'*★ 佐藤琢磨の快挙 ★*'
2007年6月10日カナダGP。あれから2回もカナダGPを見直しました。いろんな記事を読んで、改めて琢磨ってすごいな、と思いました。
2年前に琢磨のことを書いたことがあるけど、あれから、スーパーアグリという弱小と呼ばれるチームをひっぱってきた琢磨。今年に入ってからは、最下位を脱出し、予選でもキラリと光る走りを魅せてくれていました。
大荒れに荒れたカナダGP。スーパーアグリの佐藤琢磨は合計3回ピットストップをしています。給油は2回すれば足りるはずです。
なのに琢磨は、セーフティカーが入った直後にピットに入ってきました。前回書いたように、今年からセーフティカー導入時のルールが代わり、セーフティカー中には給油ができません。
「なぜここで入るんだ?』「戦略ミス?」と思った人も多いでしょう。
でも、あとで記事を読んでびっくり。あれは、琢磨が独断で決めたことだったそうです。理由はタイヤのため。
今年のもう一つのタイヤのルールで、ドライバーは1レースで「必ず2種類のタイヤをはかなくてはならない」というのがあります。今回は「ソフト」か「スーパーソフト」。
「スーパーソフト」は短距離なら早さがでるのですが、長距離になるとどんどん遅くなっていくそうです。だから、できるだけ「スーパーソフト」を履く時間は短くしたい、でも、ピットストップして履き替えるとそれだけ時間を損する、だから皆、がまんして「スーパーソフト」を履いているのです。
琢磨はこのとき「ソフト」を履いていました。そして、何も無ければあと一度、給油して、同時に「スーパーソフト」に履き替え、レースを終える予定でした。
琢磨は、セーフティカーがはいった瞬間にピットに入ることを決めたそうです。ここで「スーパーソフト」に履き替えれば、次の給油までの短い時間だけ「スーパーソフト」を使う事になる、その後は「ソフト」に履き替えることができる。「クルーは夜遅くまで練習してるから必ず答えてくれる」と思って。

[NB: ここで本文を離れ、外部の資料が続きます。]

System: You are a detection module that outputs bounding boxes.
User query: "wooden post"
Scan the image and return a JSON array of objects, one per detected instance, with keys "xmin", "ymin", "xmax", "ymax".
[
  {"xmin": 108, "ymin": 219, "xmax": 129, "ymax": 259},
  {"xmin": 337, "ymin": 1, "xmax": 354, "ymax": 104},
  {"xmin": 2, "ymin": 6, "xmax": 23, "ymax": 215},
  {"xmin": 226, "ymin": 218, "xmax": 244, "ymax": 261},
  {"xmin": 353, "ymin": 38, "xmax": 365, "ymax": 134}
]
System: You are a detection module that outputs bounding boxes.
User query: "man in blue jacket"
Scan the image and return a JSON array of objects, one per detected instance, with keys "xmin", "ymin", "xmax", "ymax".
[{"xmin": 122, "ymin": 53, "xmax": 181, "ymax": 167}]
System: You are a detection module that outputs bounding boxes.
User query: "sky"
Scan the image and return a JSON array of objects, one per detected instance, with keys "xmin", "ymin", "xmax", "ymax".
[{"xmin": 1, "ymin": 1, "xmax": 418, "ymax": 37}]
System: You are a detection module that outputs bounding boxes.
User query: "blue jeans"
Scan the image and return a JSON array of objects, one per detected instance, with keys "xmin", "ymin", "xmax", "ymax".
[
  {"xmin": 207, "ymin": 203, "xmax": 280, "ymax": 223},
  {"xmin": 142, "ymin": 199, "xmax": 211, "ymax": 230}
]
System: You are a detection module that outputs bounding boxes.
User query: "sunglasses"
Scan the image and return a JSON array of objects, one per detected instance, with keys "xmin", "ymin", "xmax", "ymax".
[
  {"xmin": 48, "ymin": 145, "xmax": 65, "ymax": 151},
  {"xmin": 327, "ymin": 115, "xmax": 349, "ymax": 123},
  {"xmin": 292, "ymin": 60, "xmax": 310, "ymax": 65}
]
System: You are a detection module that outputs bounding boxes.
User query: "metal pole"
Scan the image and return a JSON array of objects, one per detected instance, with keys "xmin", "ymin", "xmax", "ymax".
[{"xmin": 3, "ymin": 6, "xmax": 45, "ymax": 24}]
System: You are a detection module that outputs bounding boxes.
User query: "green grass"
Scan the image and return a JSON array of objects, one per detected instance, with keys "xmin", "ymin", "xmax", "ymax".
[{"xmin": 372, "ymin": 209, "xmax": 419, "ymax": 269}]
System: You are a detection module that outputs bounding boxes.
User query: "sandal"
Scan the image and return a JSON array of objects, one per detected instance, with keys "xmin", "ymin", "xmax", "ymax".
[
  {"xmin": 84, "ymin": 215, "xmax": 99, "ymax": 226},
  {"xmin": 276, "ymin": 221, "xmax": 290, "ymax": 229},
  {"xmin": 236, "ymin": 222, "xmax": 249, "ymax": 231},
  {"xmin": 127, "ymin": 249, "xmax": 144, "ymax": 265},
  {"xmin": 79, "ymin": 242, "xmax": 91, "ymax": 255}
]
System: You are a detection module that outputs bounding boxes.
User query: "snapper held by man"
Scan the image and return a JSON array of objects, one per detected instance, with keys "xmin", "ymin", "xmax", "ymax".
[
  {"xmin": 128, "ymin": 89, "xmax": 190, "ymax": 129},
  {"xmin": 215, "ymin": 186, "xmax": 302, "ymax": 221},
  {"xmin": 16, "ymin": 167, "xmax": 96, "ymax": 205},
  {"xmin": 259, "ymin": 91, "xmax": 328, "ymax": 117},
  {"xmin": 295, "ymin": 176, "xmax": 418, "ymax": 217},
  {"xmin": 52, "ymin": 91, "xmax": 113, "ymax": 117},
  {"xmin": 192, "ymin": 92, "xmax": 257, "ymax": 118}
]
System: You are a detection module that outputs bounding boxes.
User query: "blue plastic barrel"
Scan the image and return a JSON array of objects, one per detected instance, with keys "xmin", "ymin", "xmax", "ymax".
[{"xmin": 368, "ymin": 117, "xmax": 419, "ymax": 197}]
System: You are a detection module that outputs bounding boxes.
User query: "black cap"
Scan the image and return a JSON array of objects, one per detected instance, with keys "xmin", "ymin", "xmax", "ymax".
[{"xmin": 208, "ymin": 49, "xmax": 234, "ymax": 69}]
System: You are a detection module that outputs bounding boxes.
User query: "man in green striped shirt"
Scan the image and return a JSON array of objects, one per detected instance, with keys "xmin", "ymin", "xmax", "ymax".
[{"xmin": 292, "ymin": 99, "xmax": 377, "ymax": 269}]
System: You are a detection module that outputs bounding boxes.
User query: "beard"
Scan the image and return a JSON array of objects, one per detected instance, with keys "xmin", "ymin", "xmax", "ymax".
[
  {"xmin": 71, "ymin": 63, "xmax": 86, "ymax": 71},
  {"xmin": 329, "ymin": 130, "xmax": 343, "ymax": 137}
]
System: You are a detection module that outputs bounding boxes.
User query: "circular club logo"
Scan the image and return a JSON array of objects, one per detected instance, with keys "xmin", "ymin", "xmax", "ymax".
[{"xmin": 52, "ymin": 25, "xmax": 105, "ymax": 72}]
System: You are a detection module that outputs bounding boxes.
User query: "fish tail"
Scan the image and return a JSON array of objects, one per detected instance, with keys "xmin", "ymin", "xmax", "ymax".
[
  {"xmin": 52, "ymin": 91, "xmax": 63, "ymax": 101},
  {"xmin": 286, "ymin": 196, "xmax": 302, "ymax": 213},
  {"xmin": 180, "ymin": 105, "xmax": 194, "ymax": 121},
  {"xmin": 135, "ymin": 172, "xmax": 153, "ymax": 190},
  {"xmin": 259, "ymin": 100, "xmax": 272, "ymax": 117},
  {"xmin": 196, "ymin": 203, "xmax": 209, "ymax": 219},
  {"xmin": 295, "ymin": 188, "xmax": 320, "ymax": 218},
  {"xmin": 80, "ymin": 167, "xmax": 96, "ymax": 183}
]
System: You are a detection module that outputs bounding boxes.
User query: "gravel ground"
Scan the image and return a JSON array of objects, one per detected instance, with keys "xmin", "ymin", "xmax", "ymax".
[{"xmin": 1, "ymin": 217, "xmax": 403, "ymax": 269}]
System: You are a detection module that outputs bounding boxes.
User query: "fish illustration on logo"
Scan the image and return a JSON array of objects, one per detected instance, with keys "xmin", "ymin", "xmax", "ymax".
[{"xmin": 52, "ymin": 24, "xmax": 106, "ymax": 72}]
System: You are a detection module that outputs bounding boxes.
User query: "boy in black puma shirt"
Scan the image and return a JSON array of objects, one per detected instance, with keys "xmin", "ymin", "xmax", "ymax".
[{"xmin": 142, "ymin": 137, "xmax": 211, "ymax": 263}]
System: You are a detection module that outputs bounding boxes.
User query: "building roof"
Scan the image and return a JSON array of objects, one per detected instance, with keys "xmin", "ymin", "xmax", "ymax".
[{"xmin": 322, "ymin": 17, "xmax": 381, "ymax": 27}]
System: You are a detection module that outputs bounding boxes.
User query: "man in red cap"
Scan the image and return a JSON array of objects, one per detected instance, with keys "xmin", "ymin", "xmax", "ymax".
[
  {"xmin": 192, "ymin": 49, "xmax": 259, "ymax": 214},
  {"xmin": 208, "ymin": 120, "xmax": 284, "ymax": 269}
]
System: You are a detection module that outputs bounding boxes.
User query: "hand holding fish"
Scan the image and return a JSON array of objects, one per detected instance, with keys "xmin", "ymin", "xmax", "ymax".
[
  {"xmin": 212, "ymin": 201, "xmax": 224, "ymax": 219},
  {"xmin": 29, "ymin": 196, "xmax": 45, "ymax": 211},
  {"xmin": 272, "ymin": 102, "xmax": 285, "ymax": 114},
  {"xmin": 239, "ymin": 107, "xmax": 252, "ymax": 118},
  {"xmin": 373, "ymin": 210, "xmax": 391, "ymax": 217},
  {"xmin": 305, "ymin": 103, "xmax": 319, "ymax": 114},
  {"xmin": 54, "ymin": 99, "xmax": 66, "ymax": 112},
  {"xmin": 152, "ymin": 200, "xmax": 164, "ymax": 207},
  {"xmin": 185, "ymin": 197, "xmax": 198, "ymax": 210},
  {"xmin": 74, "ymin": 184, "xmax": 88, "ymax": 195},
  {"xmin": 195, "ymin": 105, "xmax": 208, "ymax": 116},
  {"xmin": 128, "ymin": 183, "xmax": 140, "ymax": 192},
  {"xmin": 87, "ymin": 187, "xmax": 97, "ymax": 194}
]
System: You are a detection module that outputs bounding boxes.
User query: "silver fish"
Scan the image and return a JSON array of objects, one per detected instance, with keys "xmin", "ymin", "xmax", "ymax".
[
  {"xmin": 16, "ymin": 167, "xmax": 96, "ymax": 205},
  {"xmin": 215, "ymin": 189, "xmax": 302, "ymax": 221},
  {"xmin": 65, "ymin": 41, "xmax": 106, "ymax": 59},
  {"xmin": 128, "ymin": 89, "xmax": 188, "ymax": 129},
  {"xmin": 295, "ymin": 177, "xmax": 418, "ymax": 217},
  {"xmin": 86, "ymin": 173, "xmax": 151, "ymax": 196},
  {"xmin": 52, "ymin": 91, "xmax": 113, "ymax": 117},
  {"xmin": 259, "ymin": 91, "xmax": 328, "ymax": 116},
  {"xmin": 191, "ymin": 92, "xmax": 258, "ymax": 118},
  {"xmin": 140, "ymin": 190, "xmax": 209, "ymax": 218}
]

それが大正解だったんですね。そのあとの給油のときに「ソフト」に履き替えた琢磨は、トヨタのラルフ、マクラーレンのアロンソを抜くことができたのです。堂々の6位となったのです。あのときタイヤ交換をしなければ、この快挙は達成できなかったそうです。
順位が上がってくると、守りに入って抜かなくなっていくドライバーが多い中、魅せる走りをしてくれる琢磨。本当にすばらしいレースでした。